Band-Aid affixed; system still broken

| December 18, 2005 1:00 AM

The Montana Legislature's special session wrapped up in a timely, efficient manner, but the state's school funding dilemma did not go away.

In fact, it will come back bigger than ever in next year's elections and in the 2007 legislative session. And voters should remember that this was the banner issue in last year's elections, with Democrats pledging to satisfy court decisions that found state funding for schools to be unconstitutional and inadequate.

In one sense, Gov. Brian Schweitzer should be commended for refusing to bury the problem with spending that would require tax increases. But in reality, there has been no systemic reform of the K-12 funding system that is considered unconstitutional by the Montana Supreme Court.

Schweitzer's $71 million infusion for schools put a dagger in the problem, but the bloody horror-show villain will rise again.

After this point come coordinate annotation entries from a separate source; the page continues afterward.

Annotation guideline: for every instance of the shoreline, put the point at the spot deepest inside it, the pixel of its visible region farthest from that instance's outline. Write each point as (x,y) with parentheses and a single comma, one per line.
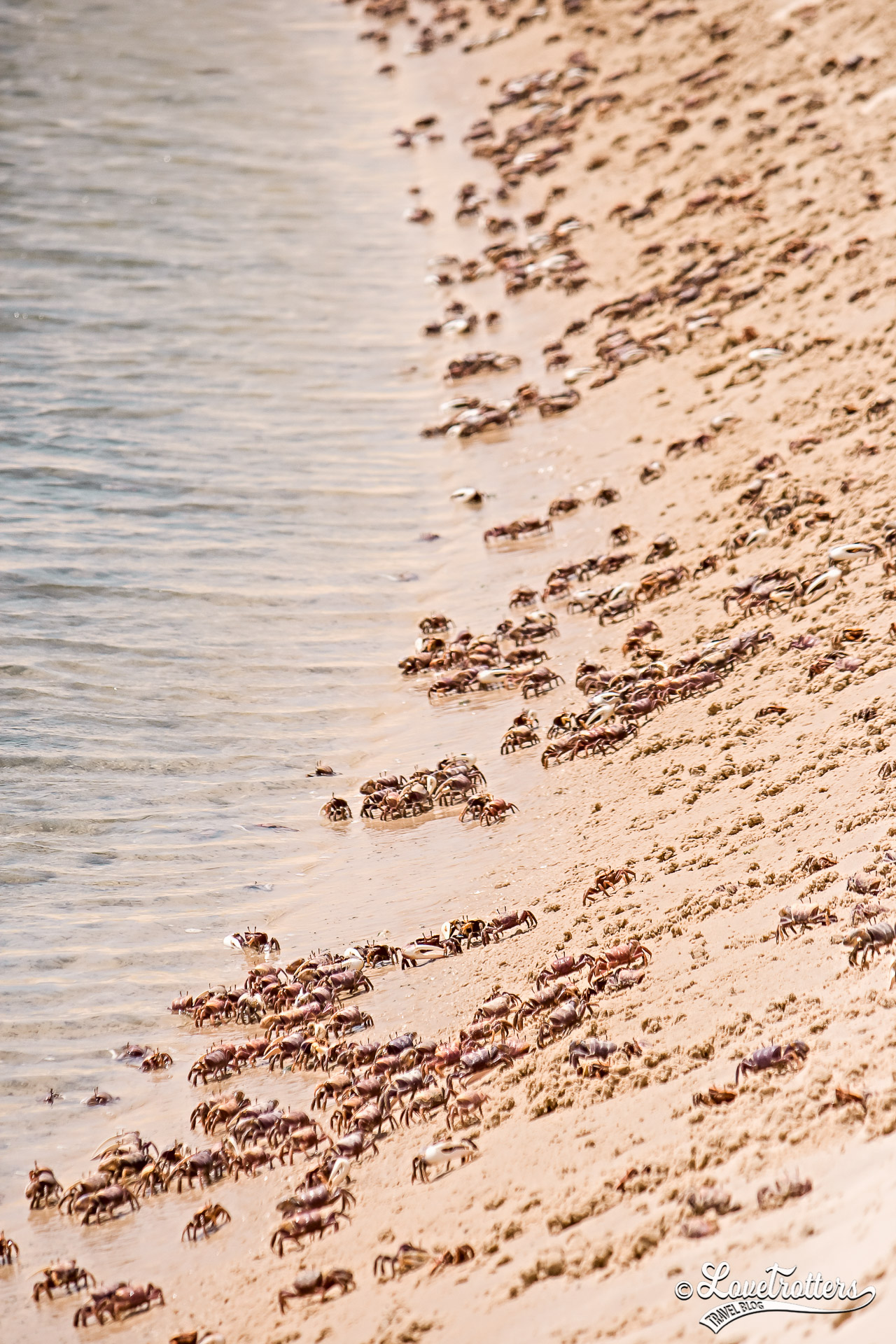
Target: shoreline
(577,1200)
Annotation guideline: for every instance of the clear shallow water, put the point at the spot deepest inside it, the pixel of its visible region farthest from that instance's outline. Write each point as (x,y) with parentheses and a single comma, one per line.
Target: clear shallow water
(209,470)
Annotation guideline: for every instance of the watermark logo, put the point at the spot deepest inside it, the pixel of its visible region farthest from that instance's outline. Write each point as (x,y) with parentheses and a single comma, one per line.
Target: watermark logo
(778,1292)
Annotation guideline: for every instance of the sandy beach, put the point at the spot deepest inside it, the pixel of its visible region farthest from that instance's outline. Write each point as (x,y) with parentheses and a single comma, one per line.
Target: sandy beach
(710,253)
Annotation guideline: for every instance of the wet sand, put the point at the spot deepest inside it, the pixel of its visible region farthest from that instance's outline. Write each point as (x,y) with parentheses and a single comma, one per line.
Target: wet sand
(577,1199)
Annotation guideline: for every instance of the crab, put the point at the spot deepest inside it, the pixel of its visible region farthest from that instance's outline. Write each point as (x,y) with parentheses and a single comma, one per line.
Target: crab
(865,910)
(624,955)
(864,886)
(105,1202)
(477,1063)
(496,811)
(618,980)
(817,863)
(715,1097)
(43,1189)
(99,1298)
(589,1057)
(539,682)
(405,1260)
(316,1281)
(209,1219)
(254,940)
(88,1186)
(348,1019)
(62,1275)
(476,806)
(564,1019)
(435,624)
(317,1195)
(314,1222)
(564,965)
(606,882)
(793,918)
(199,1336)
(127,1298)
(869,941)
(444,1154)
(517,738)
(336,809)
(465,1108)
(771,1057)
(542,1000)
(523,596)
(156,1060)
(498,925)
(216,1063)
(204,1167)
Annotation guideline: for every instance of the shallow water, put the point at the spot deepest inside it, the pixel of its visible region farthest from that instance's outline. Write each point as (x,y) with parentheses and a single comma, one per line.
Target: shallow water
(211,482)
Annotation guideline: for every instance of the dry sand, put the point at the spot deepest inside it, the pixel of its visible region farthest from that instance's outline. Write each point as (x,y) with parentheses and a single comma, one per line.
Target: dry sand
(715,808)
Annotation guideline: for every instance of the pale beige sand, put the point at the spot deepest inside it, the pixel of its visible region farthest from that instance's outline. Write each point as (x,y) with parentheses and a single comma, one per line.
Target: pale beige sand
(708,794)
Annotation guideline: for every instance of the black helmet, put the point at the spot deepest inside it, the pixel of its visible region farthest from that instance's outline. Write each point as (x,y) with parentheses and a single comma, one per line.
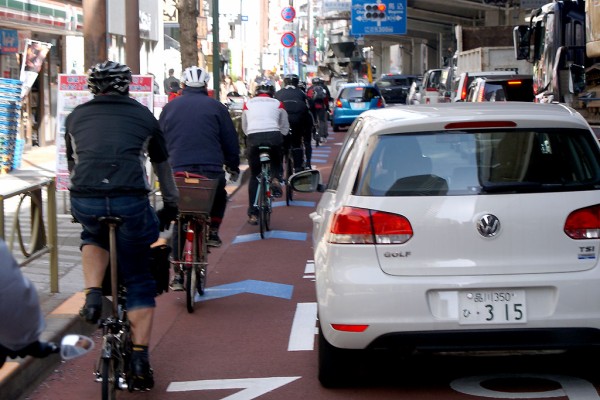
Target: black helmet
(109,77)
(265,87)
(291,79)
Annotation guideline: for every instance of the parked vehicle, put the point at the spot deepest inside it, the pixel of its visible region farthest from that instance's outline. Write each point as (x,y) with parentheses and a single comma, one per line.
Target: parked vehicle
(431,235)
(394,87)
(354,99)
(465,80)
(562,41)
(502,88)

"I think we're going to be fine," Schweitzer said as the two-day session ended Thursday night.

But members of the Montana Quality Education Coalition, the group that sued the state to provide a constitutionally required system of quality education, are not coy about their position that much more funding is necessary to fix the problem.

"I don't think we're done," said Eric Feaver, president of the MEA-MFT, unions representing thousands of teachers and school employees.

"All this does is sustain the same old system for another year," said Sen. Dan McGee, R-Laurel.

There really was no debate about reform or long-term fixes for the school-funding system. The governor's temporary bandage was the singular subject under discussion.

So, school funding will once again be the banner election issue. Montana voters should demand a comprehensive funding reform plan to put the legal problem to rest. Taxpayers are entitled to know what the solution will cost them before next November's elections, and they are entitled to know that lawmakers are pursuing something more than protracted labor negotiations with the education unions.

May the party with the best plan win.